How to start a no-dig vegetable garden

Supercharge your soil’s health without the use of chemicals

Our gardens are full of healing potential. There are studies proving that spending time in the garden is linked to better health and wellbeing. And if you’re keen to squeeze a bit of exercise into your daily routine, it’s even possible to get fitter with just 30 minutes of regular gardening. 

But have you thought about how you can  boost the health and vitality of your own garden – and in particular its soil?  

woman gardener in straw hat and green apron working in garden with hoe, sitting against backdrop of greenhouse and looking down.Credit: Shutterstock / Sergio Photone
Would you consider putting your spade aside?

A no-dig garden can be an accessible way to supercharge your soil, and Charles Dowding’s experiments comparing dug and undug beds showed no-dig veggies grew stronger and more healthily.

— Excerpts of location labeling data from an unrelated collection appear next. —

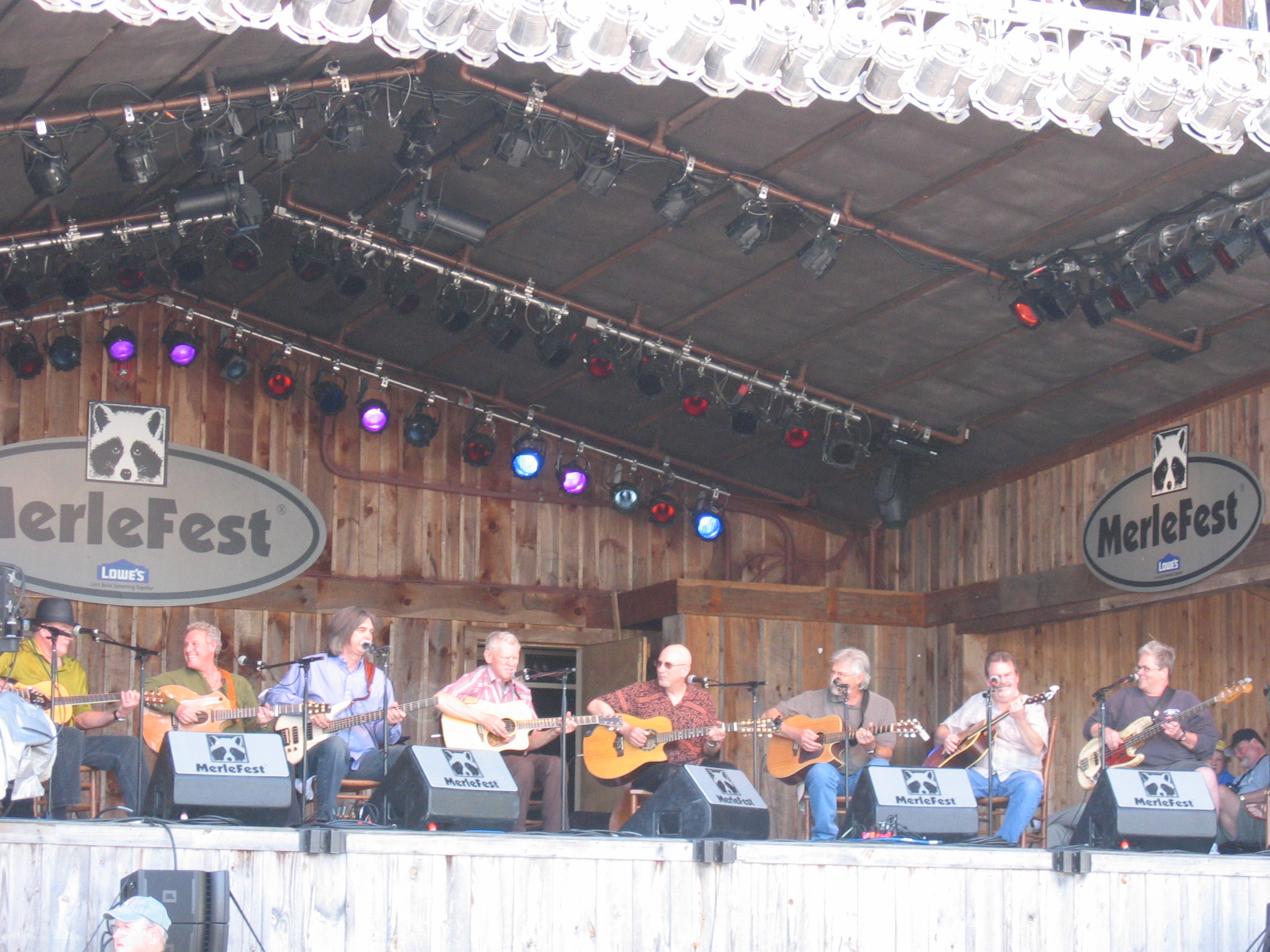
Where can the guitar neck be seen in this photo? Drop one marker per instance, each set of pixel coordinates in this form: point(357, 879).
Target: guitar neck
point(371, 716)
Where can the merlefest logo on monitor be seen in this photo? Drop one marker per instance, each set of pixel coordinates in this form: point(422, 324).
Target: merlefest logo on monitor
point(127, 518)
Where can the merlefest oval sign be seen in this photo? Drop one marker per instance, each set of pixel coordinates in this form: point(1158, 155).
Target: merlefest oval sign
point(1175, 522)
point(211, 529)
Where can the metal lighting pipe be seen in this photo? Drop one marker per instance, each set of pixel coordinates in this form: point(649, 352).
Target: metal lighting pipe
point(648, 145)
point(116, 112)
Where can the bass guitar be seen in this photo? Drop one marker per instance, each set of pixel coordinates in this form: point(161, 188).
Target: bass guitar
point(61, 708)
point(1089, 764)
point(610, 757)
point(788, 761)
point(517, 719)
point(292, 726)
point(214, 713)
point(974, 740)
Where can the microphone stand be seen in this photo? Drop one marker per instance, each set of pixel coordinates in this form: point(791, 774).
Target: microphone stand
point(141, 654)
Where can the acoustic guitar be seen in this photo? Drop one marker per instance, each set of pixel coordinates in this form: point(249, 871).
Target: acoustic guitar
point(291, 726)
point(1089, 764)
point(610, 757)
point(974, 740)
point(788, 761)
point(517, 719)
point(214, 713)
point(61, 708)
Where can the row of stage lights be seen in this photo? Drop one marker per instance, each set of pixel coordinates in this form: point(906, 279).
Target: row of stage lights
point(1026, 65)
point(329, 391)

And we have even more good news: starting a no-dig garden from scratch doesn’t have to be back-breaking work.  

Your own no-dig project – whether you’re regenerating an existing veg patch or starting afresh – can be a simple process.  

In fact, you can kickstart your garden’s eco-friendly growing journey and create a no-dig garden during the time between lunch and dinner. 

Fancy a quick science lesson? Read our article on why a no-dig garden is better for the environment.

Before you begin

How long will it take?

No-dig is a quick way to recover the health of compacted, nutrient-poor land, according to Matthew Pennington, chef and founder of The Ethicurean restaurant. As well as being a wild food expert and self-confessed regenerative food systems (yep, that’s no-dig) nerd, his eatery uses ingredients from its own no-dig kitchen garden. 

He says that a neglected veg patch can begin its journey to repair within an afternoon, and certainly in less time than it would take to ‘dig it over’.  

How much will it cost?

Potentially nothing! But if you need to buy natural materials and equipment, the cost could be around £150.


Make sure you have these essentials…

  • Well-rotted compost 
  • Mulch 
  • Wheelbarrow 
  • Pitchfork (or shovel)
  • Cardboard 
  • Wooden planks (not essential) 
Vegetable garden with pathway cutting through the middleCredit: Shutterstock / Nancy McAlary
You can create the foundations of your no-dig garden in just a few hours

Step 1: Choose your location

Transform a patch or find a new spot

If you’re starting your no-dig bed on a patch of ground that hasn’t been used before, you need to choose your spot. 

Mike Thurlow, a horticultural advisor and organic kitchen gardener, suggests opting for a sunny, open site away from overhanging trees and shade from buildings, in well-drained soil, free from roots. 

He adds that choosing a spot of virgin ground (that’s not been dug for plants before) can be better. This is because there will be no sinking or soil settlement to consider once you’ve crafted your beds. 

Of course, if you’d prefer to transform an existing plant bed, or a veg patch that’s been in a long-term relationship with your spade (and don’t have another suitable spot to start from scratch), then you’re all ready to go. 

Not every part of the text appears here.